In resurrecting Christ, God fulfills the promise typologically expressed in the psalms that if the Davidic King obeys God’s Torah, meditating on it day and night, He would satisfy the king with long life. He would be given eternal life and set over all of creation as its ruler. To be resurrected is to reverse the curse of Genesis 2:17 that the one who sins will die. In this way, Christ is vindicated and declared the Son of God in power (Romans 1:4, Acts 2:32), proving that He was the obedient Adam who deserves and merited authority and dominion over all the earth, just as Adam was supposed to achieve. He won the New Creation through His obedience and thus is resurrected as the start, the firstfruits of the New Creation (Col. 1:18, Rev. 3:14). He is the obedient Adam, the true Israel, the obedient Davidic Messiah, who has been proclaimed as such by His resurrection, evidencing that He merited eternal life through His perfect Torah obedience and thus His obedience is counted to us who are represented by Him even as His death is and thus we are forensically justified in Him because He was forensically justified by God when He was declared righteous before Him in His resurrection. God condemned Christ and our sins in Him when He died, and He justified Christ due to HIs obedience when He was raised.
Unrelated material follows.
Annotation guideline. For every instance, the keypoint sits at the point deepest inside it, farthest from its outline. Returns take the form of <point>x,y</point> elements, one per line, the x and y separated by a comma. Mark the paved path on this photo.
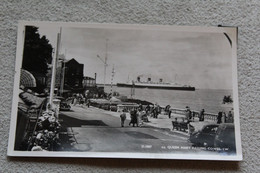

In short, whatever is legally true of Christ is legally true of us. When Christ received the judicial verdict of condemnation in His death, so did we. Yet He did not remain under his verdict. If He did, then we also remain under the verdict of condemnation that was brought against Him. But, no, He was resurrected due to His perfect obedience. And thus He received the judicial verdict of justification in His resurrection, and so we receive this same verdict in Him when we first believe.


So praise God for Easter. We would be condemned without it. But because He lives, so do we. And because He was raised, so shall we rise again, not because of anything that we have done, but solely because of His perfect obedience. We died with Him in judgment and rose with Him in justification.


“I am the resurrection and the life; he who believes in Me will live even if he dies" John 11:25




Edit: I do want to qualify that my language about Christ being condemned and us in Him can probably be admitted but should probably be understood as a "for all we know" type of thing. I do not want to say that Christ was actually judicially condemned by God in Sheol, but instead that He paid the penalty for our sins in full at the cross.


I feel this post to be inadequate and not what I was hoping for. So, here are my suggestions for further reading:


  • A New Testament Biblical Theology by G. K. Beale

  • Why Did Jesus Live a Perfect Life? by Brandon Crowe

  • The Last Adam by Brandon Crowe

  • I know Richard Gaffin is great on this, but I’ve never actually read anything he’s written.

  • I know Matthew Barrett has a chapter on this in The Doctrine on Which the Church Stands or Falls, but I have not yet read it.